The study was published in the Proceedings of the Royal Society B Journal, and it examined the first flowering dates from the Channel Islands to Shetland, and then from Northern Ireland to Suffolk. As the data available for individual plants were very variable both over time and in geographic coverage, the study did not highlight specific species. The study did note that there were now hundreds of records of both snowdrops and hellebores flowering before New Year's Day, as well as dozens of such records for primroses, winter aconites and lesser celandines. 

Scientists found that the earlier flowering dates correlated strongly with the average daily maximum temperature from January to April, which rose from 7.8C (in 1952 - 1986) to 8.9C (within 1987 - 2019).
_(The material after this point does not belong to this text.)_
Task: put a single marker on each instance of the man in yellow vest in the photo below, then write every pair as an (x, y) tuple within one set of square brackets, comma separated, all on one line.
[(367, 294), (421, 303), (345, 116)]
The researchers did not find a link with the day's length, but they said this cue used by plants may become important if the average flowering dates are brought forward into February in the future. Their data showed that flowering had advanced by 15 days more than the UK Spring Index used by the government, including two species, Hawthorn and Horse Chestnut. 

John David of the Royal Horticultural Society commented: "The main focus of this study is on native plants and so we don’t yet have a clear picture of the full impact of these changes on garden plants, but we would expect a similar pattern and have seen indications of this in our own gardens, such as the apple flowering times in our orchard at Wisley. The UK’s 30 million gardeners have an important role to play therefore in supporting our native biodiversity and counteracting the effects of any mismatch between flowering times and dependent wildlife. Our Plants for Bugs research, for example, shows what plants you can grow that will support biodiversity all year round".

The flowering date records used in the study are from Nature's Calendar, a collection of 3.5 million observations of seasonal change, maintained by the Woodland Trust and the Centre for Ecology and Hydrology. Many of the records are actually provided by citizen scientists, and anyone in the UK can submit data. 

Büntgen called for more people to participate: "It is the world’s largest dataset and it’s superb, but it’s not enough. Updating the dataset every year is extremely valuable, because this is the only tool we have to really understand how climate is affecting our ecosystems. This is not something we can model".